81. The aforesaid Circular No. 772, dated December 23, 1998 (see [1999] 235 ITR (St.) 35) refers to this dilemma faced by the Department.

"127. Execution of last of the authorisation or requisition The word 'execute' is defined in Black's Law Dictionary, fifth edition, page 509 as follows :
'to complete ; to make ; to sign ; to perform ; to do ; to carry out according to its terms ; to follow up ; to fulfil the command or purpose of ; to perform all necessary formalities ; to make and sign a contract ; to sign and deliver a notes.' The word 'execution' is defined at page 510 of the said Law Dictionary as follows :
'Carry out some act or course of conduct to its completion. Northwest Steel Rolling Mills v. Commissioner of Internal Revenue, C.C.A. Wash., 110 F.2d 286, 290 : completion of an act : putting into force : completion fulfilment : perfecting of anything or carrying it into operation and effect. "Execution" a process in action to carry into effect the directions in a decree or judgment--Foust v. Foust, 47 Cal. 2d 121, 302 p.2d 11, 13.' In the light of the above definition of the words 'execute' and 'execution', one may argue that until and unless the final act is performed, the warrant of authorisation should not be treated as executed and the mere initiation of the search followed by an interregnum consequent upon restraint order or for any other reason may not be treated as 'execution' of the warrant. But this interpretation would be hypertechnical and it needs detailed discussion as is done in the following paras.
The question arises as to whether execution of a warrant of authorisation or requisition refers to the conclusion of the proceedings under section 132 and/or 132A or it refers only to the execution of the warrant even though as a result of such execution the proceedings under section 132 or 132A are yet to he completed. The latter situation will include a case in which a restraint order under section 132(3) is passed. In such a case, it can be said that though the warrant of authorisation has been executed, proceedings under section 132(3) are pending. Since the word 'execute', also means 'to complete', one has to wait for conclusion of the proceedings under section 132(3) for the purpose of computation of limitation under section 158BE(1) and the period of one year has to be computed from the end of the month in which the proceeding under section 132(3) are concluded. If there are more than one warrant limitation will be counted from the execution of the last one.

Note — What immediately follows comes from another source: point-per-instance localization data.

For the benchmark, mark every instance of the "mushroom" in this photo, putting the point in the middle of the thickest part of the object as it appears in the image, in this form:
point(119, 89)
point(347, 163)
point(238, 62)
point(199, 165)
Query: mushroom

A contrary view is as much possible if one were to consider the spirit of the scheme which envisages expeditious disposal of the search cases and it would be reasonable to interpret that execution of warrant is not tantamount to completion of proceedings under section 132 or 132A the period during which the proceedings under section 132(3) remained pending has to be excluded for the purpose of counting limitation of one or two years under section 158BE. Otherwise, it may lead to absurd results ITA nos.01-02/AHD/2022 A.Y. 2014-15 & 2015-16 9 as it may take several years before restraint under section 132(3) is lifted and it may thus extend the period of one or two years by all those years during which proceedings under section 132(3) remained pending it may be agreed against this view that section 132(8A) takes care that there is no extension of proceedings under section 132(3) and that the view cannot be taken without doing violence to the language of the Act."

82. Therefore, the Explanation added to remove a doubt cannot be construed as a provision providing a longer period of limitation than the one prescribed in the main section. When under the scheme of the section there is no indication of a second search on the basis of the same authorisation issued under the said provision, the legislative intention is clear and plain and the interpretation to be placed by the courts should be in harmony with such an intention. Therefore, one authorisation is to be issued in respect of one premises in pursuance of which there can be only one search and such a search is concluded, when the searching party comes out of the premises, which is evidenced by drawing up a panchnama. When there are multiple places to search and when multiple authorisations are issued, on different dates or on the same date or in respect of the same premises more than one authorisation is issued on different dates, the last panchnama drawn in proof of conclusion of search in respect of the authorisation is to be taken into consideration for the purpose of limitation for block assessment.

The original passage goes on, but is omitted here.